A meno di una settimana dalla sfida d’andata dello spareggio Champions con il Napoli, un Athletic Bilbao apparso più imballato rispetto all’esibizione vincente di Moenchengladbach non va oltre il nulla di fatto contro l’Olympiacos di Míchel, che tra gli altri schiera il neo acquisto Abidal.
Il caloroso omaggio del pubblico di casa al tecnico dei baschi, Ernesto Valverde, che alla guida dell’Olympiacos conquistò tre scudetti e due coppe di Grecia, apre la torrida serata del “Georgios Karaiskakis”, dove gli iberici si presentano con la casacca verde da trasferta e con una formazione molto simile a quella che calpesterà il prato del San Paolo, il 19 agosto.
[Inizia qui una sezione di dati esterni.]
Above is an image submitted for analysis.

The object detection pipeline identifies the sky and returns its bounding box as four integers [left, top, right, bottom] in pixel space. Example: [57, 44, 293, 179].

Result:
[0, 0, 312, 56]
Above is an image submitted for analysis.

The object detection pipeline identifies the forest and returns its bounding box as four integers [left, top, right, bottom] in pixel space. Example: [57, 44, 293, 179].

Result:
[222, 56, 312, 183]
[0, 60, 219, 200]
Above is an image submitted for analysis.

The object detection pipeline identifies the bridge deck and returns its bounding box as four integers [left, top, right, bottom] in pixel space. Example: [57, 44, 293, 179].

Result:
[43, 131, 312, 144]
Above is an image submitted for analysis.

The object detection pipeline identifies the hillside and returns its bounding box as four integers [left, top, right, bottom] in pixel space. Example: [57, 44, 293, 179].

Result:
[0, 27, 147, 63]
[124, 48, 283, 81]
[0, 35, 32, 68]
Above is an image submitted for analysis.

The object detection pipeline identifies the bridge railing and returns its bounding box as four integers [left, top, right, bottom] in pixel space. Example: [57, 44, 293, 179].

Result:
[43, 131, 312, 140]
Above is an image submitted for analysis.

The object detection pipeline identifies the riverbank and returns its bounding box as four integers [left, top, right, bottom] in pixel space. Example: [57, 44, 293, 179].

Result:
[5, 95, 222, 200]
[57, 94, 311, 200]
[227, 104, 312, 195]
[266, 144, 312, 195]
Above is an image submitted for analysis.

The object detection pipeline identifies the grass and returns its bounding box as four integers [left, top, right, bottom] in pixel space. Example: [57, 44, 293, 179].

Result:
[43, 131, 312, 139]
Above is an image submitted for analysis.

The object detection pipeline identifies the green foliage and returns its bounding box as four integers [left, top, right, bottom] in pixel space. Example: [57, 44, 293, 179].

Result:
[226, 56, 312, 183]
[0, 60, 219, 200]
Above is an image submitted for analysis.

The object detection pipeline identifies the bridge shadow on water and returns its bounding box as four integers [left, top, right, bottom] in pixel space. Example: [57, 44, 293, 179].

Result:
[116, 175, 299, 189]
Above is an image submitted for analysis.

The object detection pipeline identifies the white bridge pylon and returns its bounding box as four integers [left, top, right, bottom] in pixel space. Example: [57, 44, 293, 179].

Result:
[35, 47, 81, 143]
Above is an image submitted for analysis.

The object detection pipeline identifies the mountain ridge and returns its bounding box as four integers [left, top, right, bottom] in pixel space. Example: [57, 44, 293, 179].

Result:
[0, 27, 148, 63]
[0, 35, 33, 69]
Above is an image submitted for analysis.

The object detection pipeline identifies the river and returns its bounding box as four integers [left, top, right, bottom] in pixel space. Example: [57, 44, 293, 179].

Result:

L’unica sorpresa, nel collaudato 4-2-3-1, è l’impiego del vivace diciottenne Unai López, sulla trequarti, al posto dell’atteso Beñat. Partono forte i greci, che ci provano subito con Salino, ma con il passare dei minuti guadagnano metri gli ospiti che sfiorano il vantaggio con una volée da fuori di Ibai Gómez, alta di un nulla, e con un tiro eccessivamente incrociato di Mikel Rico. L’occasione più ghiotta, però, la spreca l’ellenico Maniatis, con una capocciata che manca lo specchio. Non si respira e, al 30’, ecco il time-out in stile Mundial.
ORA IL NAPOLI. Nella ripresa i prossimi avversari del Napoli si ripresentano con una formazione rivoluzionata, affidata ai tempi lucidi del subentrato Beñat. Il ritmo è più intenso e Guillermo ed Ibai si fanno notare per un paio di tentativi. Il più pericoloso, prima del secondo time-out del match, è però Kolovos, che impegna seriamente il sempre reattivo Iraizoz. Gli ultimi a provarci sono Guillermo e Susaeta, ma il risultato non si schioda dallo 0-0. Va bene così, l’Athletic ora si concede un giorno di pausa. Da domani, sui prati di Lezama, si penserà solo al Napoli.
OLYMPIACOS (4-2-3-1): Roberto (1’st Megyeri); Leandro Salino (1’ st Kasami), Papadopoulos (1’ st Botía), Abidal, Masuaku; Maniatis, Samaris; Dossevi, Chori Domínguez (1’ st Elabdellaoui), David Fuster; Diamantakos (16’ st Saviola). All. Michel.
ATHLETIC BILBAO (4-2-3-1) : Iraizoz; Iraola, Gurpegi (33’st Etxeita), Laporte (1’ st San José), Balenziaga (1’ st De Marcos); Iturraspe (19’ st Morán), Mikel Rico (1’ st Aketxe); Ibai Gómez (19’ st Viguera), Unai López (1’ st Beñat), Muniain (1’ st Susaeta); Aduriz (1’ st Guillermo). All. Valverde.